Why am I always the one expected
to kill my feelings and with them a bit,
no, a huge chunk of myself also, and
yet feel bad for having had them on end?
And, particularly, why should I be
sorry for loving you in the only
way I know of? Shouldn’t feelings rather
be always acknowledged and, I gather,
validated for them to be processed
properly and their gravity assessed,
especially when they come from heart’s core?

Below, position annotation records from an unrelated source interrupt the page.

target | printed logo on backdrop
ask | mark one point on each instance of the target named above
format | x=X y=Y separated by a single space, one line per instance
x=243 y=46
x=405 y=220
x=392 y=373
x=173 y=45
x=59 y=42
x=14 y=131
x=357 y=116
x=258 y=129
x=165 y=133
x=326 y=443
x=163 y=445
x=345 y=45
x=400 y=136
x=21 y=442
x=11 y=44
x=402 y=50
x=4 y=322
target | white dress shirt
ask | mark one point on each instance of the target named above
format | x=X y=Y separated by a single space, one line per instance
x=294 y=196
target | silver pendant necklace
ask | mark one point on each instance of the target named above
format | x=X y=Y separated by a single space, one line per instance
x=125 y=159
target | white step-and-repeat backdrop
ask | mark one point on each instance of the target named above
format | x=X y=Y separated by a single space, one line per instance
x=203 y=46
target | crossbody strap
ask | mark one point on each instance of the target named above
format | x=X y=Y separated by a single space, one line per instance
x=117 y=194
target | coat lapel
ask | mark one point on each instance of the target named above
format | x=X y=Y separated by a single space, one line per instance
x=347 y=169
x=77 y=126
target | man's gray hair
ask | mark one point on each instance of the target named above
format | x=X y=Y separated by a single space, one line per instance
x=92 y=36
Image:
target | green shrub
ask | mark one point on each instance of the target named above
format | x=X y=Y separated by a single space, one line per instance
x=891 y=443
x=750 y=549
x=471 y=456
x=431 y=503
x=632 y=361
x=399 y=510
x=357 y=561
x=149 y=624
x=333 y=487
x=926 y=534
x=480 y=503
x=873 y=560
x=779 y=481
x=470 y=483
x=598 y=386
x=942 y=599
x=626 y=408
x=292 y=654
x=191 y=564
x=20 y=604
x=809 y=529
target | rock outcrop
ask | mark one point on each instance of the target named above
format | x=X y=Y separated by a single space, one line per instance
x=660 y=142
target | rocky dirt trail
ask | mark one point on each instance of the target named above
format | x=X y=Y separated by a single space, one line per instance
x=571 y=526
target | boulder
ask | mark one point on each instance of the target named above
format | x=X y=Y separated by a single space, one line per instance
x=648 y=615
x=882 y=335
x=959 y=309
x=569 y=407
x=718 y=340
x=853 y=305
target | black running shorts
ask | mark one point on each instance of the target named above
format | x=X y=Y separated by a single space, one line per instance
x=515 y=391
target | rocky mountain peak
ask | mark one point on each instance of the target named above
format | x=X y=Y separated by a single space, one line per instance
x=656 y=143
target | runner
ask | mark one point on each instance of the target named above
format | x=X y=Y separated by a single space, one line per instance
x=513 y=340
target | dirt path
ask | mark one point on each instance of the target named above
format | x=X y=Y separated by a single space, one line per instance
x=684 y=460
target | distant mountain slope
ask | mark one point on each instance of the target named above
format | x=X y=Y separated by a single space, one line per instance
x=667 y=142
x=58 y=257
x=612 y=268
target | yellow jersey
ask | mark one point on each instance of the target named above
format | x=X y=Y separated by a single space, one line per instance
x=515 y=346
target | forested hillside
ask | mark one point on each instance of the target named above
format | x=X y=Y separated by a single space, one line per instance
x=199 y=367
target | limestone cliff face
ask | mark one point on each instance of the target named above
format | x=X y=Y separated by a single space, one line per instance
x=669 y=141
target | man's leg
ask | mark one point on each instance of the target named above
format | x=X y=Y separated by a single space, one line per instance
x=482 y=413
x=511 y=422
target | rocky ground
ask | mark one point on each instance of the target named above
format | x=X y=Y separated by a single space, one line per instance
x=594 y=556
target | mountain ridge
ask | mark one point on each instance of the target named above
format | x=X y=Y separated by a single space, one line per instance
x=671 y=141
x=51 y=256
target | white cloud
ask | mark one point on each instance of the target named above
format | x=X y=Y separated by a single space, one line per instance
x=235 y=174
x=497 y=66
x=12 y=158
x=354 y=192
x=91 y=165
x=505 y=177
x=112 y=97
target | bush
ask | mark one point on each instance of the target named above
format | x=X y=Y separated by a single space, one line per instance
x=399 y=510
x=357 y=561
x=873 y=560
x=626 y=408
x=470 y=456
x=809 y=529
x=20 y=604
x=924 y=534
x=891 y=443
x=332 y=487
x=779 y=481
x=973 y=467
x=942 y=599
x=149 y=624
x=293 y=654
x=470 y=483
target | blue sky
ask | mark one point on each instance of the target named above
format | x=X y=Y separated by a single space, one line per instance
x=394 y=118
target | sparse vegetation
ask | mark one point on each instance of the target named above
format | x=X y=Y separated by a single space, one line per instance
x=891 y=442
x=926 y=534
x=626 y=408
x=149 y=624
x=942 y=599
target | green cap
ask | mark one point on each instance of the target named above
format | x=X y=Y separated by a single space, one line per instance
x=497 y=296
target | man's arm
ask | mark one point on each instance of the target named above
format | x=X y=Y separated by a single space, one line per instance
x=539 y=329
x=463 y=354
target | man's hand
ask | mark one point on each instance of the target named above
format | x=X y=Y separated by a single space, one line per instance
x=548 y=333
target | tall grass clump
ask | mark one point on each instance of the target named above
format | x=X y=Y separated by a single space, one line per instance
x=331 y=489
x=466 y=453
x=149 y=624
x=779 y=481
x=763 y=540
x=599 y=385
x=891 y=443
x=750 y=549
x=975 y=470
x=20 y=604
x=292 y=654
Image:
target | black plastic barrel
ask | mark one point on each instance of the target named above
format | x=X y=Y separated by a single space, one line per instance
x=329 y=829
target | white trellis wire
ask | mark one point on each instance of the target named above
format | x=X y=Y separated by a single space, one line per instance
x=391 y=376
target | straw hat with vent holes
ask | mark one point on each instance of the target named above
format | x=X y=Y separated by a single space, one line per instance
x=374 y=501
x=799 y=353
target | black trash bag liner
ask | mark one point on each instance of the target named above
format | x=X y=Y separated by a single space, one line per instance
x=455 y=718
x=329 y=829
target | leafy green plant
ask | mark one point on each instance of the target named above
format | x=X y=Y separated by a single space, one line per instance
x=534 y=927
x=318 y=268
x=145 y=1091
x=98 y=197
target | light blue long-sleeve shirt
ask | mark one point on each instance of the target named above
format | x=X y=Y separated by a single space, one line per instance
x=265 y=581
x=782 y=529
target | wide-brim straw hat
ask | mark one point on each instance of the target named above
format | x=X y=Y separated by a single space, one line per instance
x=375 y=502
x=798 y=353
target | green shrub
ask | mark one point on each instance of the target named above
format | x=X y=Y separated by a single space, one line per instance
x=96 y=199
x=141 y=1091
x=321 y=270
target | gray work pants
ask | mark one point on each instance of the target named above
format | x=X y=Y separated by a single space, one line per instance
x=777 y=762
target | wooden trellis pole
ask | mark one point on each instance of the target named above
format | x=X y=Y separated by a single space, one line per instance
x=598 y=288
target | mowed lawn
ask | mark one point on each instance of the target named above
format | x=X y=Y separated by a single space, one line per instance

So there’s nothing I should be sorry for.
51
Regrets
The saddest thing about being me
is that eventually every guy
regrets getting acquainted with me,
making me feel so wretched thereby.
52
Scary love
I don’t know how
to love in a way
that wouldn’t scare
everyone away.
53
Adviser
It’s easy giving advice when
someone hasn’t walked in my shoes,
always being the popular
one, having many guys to choose
from as so many used to be
interested in her. How quickly
has she forgotten, though, that this
time it was also partially
her fault as she mentioned to me,
and not just once, what a great guy
this friend of hers was. And I thought:
“If she’s friends with him, that implies
he indeed can’t be a bad man.”
So I started considering
giving him a chance after all
and curiously observing
him so much more. And we all know
just how awfully it ended.
Thus I decided to no more
follow her advice, like I did.
54
Selfish bitch
First they teach you that you only bother
when you want your needs to be met; that your
feelings and opinions don’t matter —
are irrelevant when you endeavour
to advocate for yourself. They also
make you obey unconditionally
and your desires and dreams to forgo.
And then, when you learn to defeatedly
subside, they chastise you for not being
self-confident and assertive enough.
And when you learn to shut up, preferring
to keep everything only to yourself,
and solving all your problems on your own;
when you learn to do without anyone,
you get this absurd criticism thrown
at you that by avoiding everyone
you’re being selfish, egotistical.
Well, how ludicrous those assertions are?!
But if what is meant by that critical
reproach is for once, like never so far,
trying to stand your ground and pursuing
what you want so much sans submitting to
anyone else’s wishes, or doing
things your own way, not as others please you
do, then I am indeed a selfish bitch.
And maybe it’s about time I were too.